2008年、市は新しい文化施設の提案依頼書を発行し、ディラー・スコフィディオ+レンフロ(Diller Scofidio + Renfro)を主任建築家に、ロックウェル・グループ(Rockwel Group)を協力建築家に選定した。 受賞案は、ひとつ屋根の下にあらゆる創造的分野を収容できる柔軟な建築コンセプト、「インフラストラクチャー建築」を提示している。 ザ・シェッドは、ハドソンヤードの超高層ビルに比べると比較的小さな8階建てのビルで、ハドソンヤードの開発用地の南側に建設された。 市は、プロジェクトが建設される土地の所有権を保持し、その実現のために資本助成金を提供する。
所在地
ザ・シェッドは、ブルームバーグ・ビルディング(545 W. 30thストリート、10番街と11番街の間)にある。
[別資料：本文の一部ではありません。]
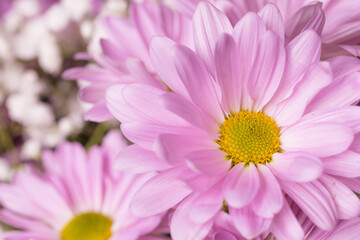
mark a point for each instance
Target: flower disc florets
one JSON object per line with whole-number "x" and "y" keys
{"x": 249, "y": 137}
{"x": 88, "y": 226}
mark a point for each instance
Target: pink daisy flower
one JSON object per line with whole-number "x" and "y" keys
{"x": 345, "y": 230}
{"x": 250, "y": 119}
{"x": 78, "y": 197}
{"x": 340, "y": 31}
{"x": 126, "y": 56}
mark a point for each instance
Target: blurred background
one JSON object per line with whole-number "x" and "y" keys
{"x": 39, "y": 40}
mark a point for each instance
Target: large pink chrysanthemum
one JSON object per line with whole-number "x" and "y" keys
{"x": 78, "y": 197}
{"x": 126, "y": 56}
{"x": 340, "y": 31}
{"x": 250, "y": 118}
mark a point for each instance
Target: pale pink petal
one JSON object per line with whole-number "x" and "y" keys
{"x": 344, "y": 92}
{"x": 344, "y": 65}
{"x": 94, "y": 92}
{"x": 309, "y": 17}
{"x": 186, "y": 6}
{"x": 352, "y": 183}
{"x": 296, "y": 166}
{"x": 139, "y": 72}
{"x": 135, "y": 159}
{"x": 146, "y": 134}
{"x": 159, "y": 194}
{"x": 232, "y": 12}
{"x": 19, "y": 221}
{"x": 248, "y": 223}
{"x": 181, "y": 221}
{"x": 273, "y": 20}
{"x": 346, "y": 230}
{"x": 291, "y": 109}
{"x": 160, "y": 52}
{"x": 91, "y": 74}
{"x": 98, "y": 113}
{"x": 211, "y": 162}
{"x": 227, "y": 73}
{"x": 302, "y": 52}
{"x": 174, "y": 147}
{"x": 208, "y": 24}
{"x": 139, "y": 102}
{"x": 346, "y": 202}
{"x": 347, "y": 33}
{"x": 19, "y": 235}
{"x": 197, "y": 80}
{"x": 223, "y": 235}
{"x": 241, "y": 185}
{"x": 314, "y": 199}
{"x": 247, "y": 33}
{"x": 206, "y": 204}
{"x": 123, "y": 32}
{"x": 269, "y": 199}
{"x": 285, "y": 226}
{"x": 320, "y": 139}
{"x": 267, "y": 70}
{"x": 188, "y": 111}
{"x": 112, "y": 51}
{"x": 346, "y": 164}
{"x": 348, "y": 116}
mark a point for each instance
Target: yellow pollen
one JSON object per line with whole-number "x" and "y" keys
{"x": 88, "y": 226}
{"x": 249, "y": 137}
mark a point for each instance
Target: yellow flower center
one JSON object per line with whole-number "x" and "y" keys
{"x": 249, "y": 137}
{"x": 88, "y": 226}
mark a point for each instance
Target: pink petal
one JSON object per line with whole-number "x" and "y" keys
{"x": 314, "y": 199}
{"x": 139, "y": 72}
{"x": 206, "y": 204}
{"x": 302, "y": 52}
{"x": 98, "y": 113}
{"x": 199, "y": 84}
{"x": 247, "y": 33}
{"x": 210, "y": 162}
{"x": 146, "y": 134}
{"x": 269, "y": 199}
{"x": 123, "y": 32}
{"x": 346, "y": 202}
{"x": 160, "y": 52}
{"x": 159, "y": 194}
{"x": 348, "y": 116}
{"x": 112, "y": 51}
{"x": 248, "y": 223}
{"x": 352, "y": 183}
{"x": 290, "y": 110}
{"x": 346, "y": 164}
{"x": 348, "y": 229}
{"x": 273, "y": 20}
{"x": 208, "y": 24}
{"x": 320, "y": 139}
{"x": 134, "y": 102}
{"x": 227, "y": 73}
{"x": 267, "y": 70}
{"x": 183, "y": 228}
{"x": 91, "y": 74}
{"x": 241, "y": 185}
{"x": 296, "y": 166}
{"x": 135, "y": 159}
{"x": 344, "y": 92}
{"x": 174, "y": 147}
{"x": 188, "y": 111}
{"x": 285, "y": 225}
{"x": 309, "y": 17}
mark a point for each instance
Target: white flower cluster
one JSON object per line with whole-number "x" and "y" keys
{"x": 37, "y": 41}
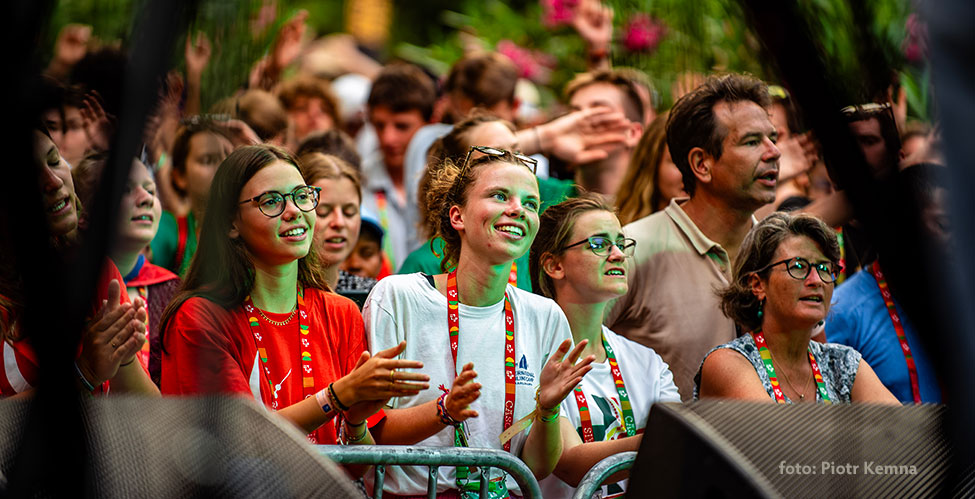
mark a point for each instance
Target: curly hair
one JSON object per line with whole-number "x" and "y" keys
{"x": 757, "y": 250}
{"x": 448, "y": 187}
{"x": 555, "y": 227}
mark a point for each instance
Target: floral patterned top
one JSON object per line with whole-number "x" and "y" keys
{"x": 838, "y": 364}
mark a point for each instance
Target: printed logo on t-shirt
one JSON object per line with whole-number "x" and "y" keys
{"x": 522, "y": 375}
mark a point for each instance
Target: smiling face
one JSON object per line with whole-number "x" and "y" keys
{"x": 790, "y": 302}
{"x": 139, "y": 209}
{"x": 280, "y": 240}
{"x": 57, "y": 186}
{"x": 499, "y": 220}
{"x": 580, "y": 275}
{"x": 339, "y": 220}
{"x": 745, "y": 175}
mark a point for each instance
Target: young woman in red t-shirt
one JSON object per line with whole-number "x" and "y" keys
{"x": 256, "y": 317}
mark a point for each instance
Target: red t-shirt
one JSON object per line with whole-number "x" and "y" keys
{"x": 213, "y": 350}
{"x": 19, "y": 369}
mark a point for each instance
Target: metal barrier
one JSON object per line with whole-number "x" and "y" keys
{"x": 601, "y": 471}
{"x": 381, "y": 456}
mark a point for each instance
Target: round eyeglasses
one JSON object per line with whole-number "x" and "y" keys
{"x": 271, "y": 203}
{"x": 799, "y": 268}
{"x": 601, "y": 245}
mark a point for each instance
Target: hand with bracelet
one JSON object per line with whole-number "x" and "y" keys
{"x": 559, "y": 377}
{"x": 375, "y": 379}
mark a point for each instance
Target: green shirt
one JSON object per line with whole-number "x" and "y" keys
{"x": 166, "y": 243}
{"x": 551, "y": 191}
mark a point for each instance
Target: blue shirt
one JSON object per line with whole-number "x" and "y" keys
{"x": 858, "y": 317}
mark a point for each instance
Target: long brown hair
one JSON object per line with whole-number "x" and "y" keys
{"x": 221, "y": 270}
{"x": 638, "y": 195}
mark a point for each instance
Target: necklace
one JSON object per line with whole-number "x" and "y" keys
{"x": 802, "y": 395}
{"x": 766, "y": 356}
{"x": 279, "y": 323}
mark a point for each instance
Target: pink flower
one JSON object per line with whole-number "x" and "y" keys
{"x": 915, "y": 44}
{"x": 557, "y": 13}
{"x": 532, "y": 65}
{"x": 643, "y": 33}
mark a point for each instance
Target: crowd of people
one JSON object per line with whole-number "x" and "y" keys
{"x": 389, "y": 256}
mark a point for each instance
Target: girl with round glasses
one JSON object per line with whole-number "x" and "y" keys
{"x": 783, "y": 282}
{"x": 580, "y": 260}
{"x": 498, "y": 353}
{"x": 256, "y": 318}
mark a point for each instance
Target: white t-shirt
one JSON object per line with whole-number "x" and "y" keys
{"x": 408, "y": 307}
{"x": 647, "y": 380}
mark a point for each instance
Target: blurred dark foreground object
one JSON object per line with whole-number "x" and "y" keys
{"x": 184, "y": 447}
{"x": 747, "y": 449}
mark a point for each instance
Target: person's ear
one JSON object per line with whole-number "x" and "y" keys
{"x": 757, "y": 286}
{"x": 456, "y": 218}
{"x": 552, "y": 266}
{"x": 633, "y": 134}
{"x": 701, "y": 163}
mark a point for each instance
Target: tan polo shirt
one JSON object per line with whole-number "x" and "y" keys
{"x": 671, "y": 305}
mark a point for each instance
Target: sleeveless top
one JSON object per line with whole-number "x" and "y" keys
{"x": 838, "y": 364}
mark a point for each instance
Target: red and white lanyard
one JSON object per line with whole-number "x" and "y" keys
{"x": 307, "y": 369}
{"x": 627, "y": 421}
{"x": 453, "y": 327}
{"x": 899, "y": 328}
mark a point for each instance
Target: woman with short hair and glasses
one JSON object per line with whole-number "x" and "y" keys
{"x": 783, "y": 282}
{"x": 497, "y": 352}
{"x": 580, "y": 260}
{"x": 256, "y": 318}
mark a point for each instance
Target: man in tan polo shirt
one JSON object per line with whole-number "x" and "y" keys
{"x": 723, "y": 142}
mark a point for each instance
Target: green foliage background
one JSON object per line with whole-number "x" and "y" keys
{"x": 702, "y": 36}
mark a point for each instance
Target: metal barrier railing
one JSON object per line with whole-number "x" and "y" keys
{"x": 602, "y": 470}
{"x": 382, "y": 456}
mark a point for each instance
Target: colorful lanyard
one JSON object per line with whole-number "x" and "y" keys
{"x": 308, "y": 375}
{"x": 144, "y": 294}
{"x": 628, "y": 422}
{"x": 513, "y": 276}
{"x": 453, "y": 327}
{"x": 770, "y": 369}
{"x": 382, "y": 206}
{"x": 842, "y": 274}
{"x": 899, "y": 328}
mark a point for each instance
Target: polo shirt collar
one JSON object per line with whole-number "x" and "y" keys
{"x": 701, "y": 243}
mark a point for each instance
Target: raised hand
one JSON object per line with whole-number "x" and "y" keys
{"x": 113, "y": 337}
{"x": 584, "y": 136}
{"x": 463, "y": 393}
{"x": 375, "y": 380}
{"x": 560, "y": 376}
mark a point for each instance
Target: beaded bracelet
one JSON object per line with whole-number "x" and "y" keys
{"x": 442, "y": 413}
{"x": 324, "y": 401}
{"x": 335, "y": 398}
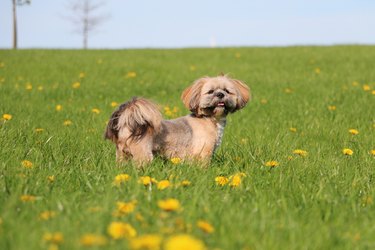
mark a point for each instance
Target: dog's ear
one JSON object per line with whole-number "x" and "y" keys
{"x": 243, "y": 93}
{"x": 191, "y": 96}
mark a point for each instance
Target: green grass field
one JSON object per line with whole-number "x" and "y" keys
{"x": 57, "y": 174}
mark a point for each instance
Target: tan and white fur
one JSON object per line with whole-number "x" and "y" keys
{"x": 140, "y": 133}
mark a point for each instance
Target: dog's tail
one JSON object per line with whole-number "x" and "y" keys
{"x": 137, "y": 117}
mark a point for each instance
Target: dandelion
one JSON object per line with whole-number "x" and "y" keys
{"x": 28, "y": 198}
{"x": 125, "y": 208}
{"x": 95, "y": 111}
{"x": 176, "y": 160}
{"x": 58, "y": 107}
{"x": 47, "y": 215}
{"x": 347, "y": 151}
{"x": 300, "y": 152}
{"x": 353, "y": 131}
{"x": 163, "y": 184}
{"x": 221, "y": 180}
{"x": 169, "y": 205}
{"x": 54, "y": 238}
{"x": 27, "y": 164}
{"x": 76, "y": 85}
{"x": 92, "y": 240}
{"x": 146, "y": 242}
{"x": 293, "y": 130}
{"x": 67, "y": 123}
{"x": 331, "y": 108}
{"x": 121, "y": 178}
{"x": 121, "y": 230}
{"x": 185, "y": 183}
{"x": 7, "y": 117}
{"x": 184, "y": 242}
{"x": 131, "y": 74}
{"x": 272, "y": 164}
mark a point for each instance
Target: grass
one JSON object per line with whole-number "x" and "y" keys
{"x": 321, "y": 201}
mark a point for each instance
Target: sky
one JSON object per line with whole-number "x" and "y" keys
{"x": 194, "y": 23}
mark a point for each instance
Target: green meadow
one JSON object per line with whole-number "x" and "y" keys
{"x": 61, "y": 188}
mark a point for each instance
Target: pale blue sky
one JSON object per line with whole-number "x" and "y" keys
{"x": 196, "y": 23}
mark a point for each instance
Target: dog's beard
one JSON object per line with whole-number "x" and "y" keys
{"x": 217, "y": 107}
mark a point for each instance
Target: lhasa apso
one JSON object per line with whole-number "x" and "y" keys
{"x": 139, "y": 131}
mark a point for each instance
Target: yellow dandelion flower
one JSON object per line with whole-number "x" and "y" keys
{"x": 221, "y": 180}
{"x": 96, "y": 111}
{"x": 294, "y": 130}
{"x": 7, "y": 117}
{"x": 28, "y": 198}
{"x": 176, "y": 160}
{"x": 163, "y": 184}
{"x": 76, "y": 85}
{"x": 353, "y": 131}
{"x": 147, "y": 180}
{"x": 300, "y": 152}
{"x": 331, "y": 108}
{"x": 347, "y": 151}
{"x": 27, "y": 164}
{"x": 183, "y": 242}
{"x": 366, "y": 87}
{"x": 131, "y": 74}
{"x": 272, "y": 164}
{"x": 146, "y": 242}
{"x": 185, "y": 183}
{"x": 169, "y": 205}
{"x": 54, "y": 238}
{"x": 121, "y": 178}
{"x": 121, "y": 230}
{"x": 67, "y": 123}
{"x": 92, "y": 240}
{"x": 124, "y": 208}
{"x": 29, "y": 86}
{"x": 58, "y": 107}
{"x": 47, "y": 215}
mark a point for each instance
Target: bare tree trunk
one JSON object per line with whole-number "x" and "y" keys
{"x": 14, "y": 25}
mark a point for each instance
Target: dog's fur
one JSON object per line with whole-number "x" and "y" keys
{"x": 139, "y": 132}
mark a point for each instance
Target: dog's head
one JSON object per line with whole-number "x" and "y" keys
{"x": 215, "y": 96}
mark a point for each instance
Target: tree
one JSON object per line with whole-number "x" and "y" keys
{"x": 84, "y": 18}
{"x": 15, "y": 3}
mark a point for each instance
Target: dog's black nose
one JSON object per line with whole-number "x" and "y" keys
{"x": 220, "y": 95}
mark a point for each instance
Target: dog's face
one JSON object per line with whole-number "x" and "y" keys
{"x": 216, "y": 96}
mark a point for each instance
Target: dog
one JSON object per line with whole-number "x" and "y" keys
{"x": 140, "y": 133}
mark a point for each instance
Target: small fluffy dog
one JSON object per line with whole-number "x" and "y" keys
{"x": 139, "y": 131}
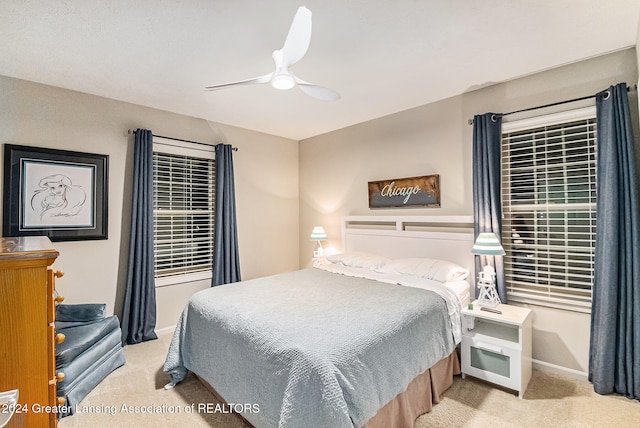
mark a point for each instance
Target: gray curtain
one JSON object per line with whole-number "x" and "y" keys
{"x": 139, "y": 308}
{"x": 487, "y": 203}
{"x": 226, "y": 262}
{"x": 614, "y": 356}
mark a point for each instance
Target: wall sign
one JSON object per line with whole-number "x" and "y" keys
{"x": 405, "y": 192}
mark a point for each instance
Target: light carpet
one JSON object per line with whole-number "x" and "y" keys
{"x": 133, "y": 396}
ハイライン高架公園の北側に隣接し、彫刻作品 “The Vessel “の隣、チェルシーのギャラリー街に近い。 15ハドソンヤードに併設されており、ハドソンヤードの新地区の不動産開発内にある高層ビルである。
ハドソンヤードはマンハッタンの西側、ハドソン川沿いに位置し、30~34丁目と10~12番街の間に広がるニューヨークで最も新しい地区である。 ウエストサイド・レールヤードと呼ばれる現役の車両基地の跡地に建てられている。
コンセプト
このセンターは、1960年代にイギリスの建築家セドリック・プライスと演劇ディレクターのジョーン・リトルウッドによって考案された、影響力を持ちながら実現しなかった建設機械「ファン・パレス」に建築的なインスピレーションを受けている。 ザ・シェッドのオープン・インフラストラクチャーは、その前身と同様、柔軟性があり、恒久的にオープンな状態を保ち、規模、メディア、テクノロジー、アーティストのニーズの変化に対応することができる。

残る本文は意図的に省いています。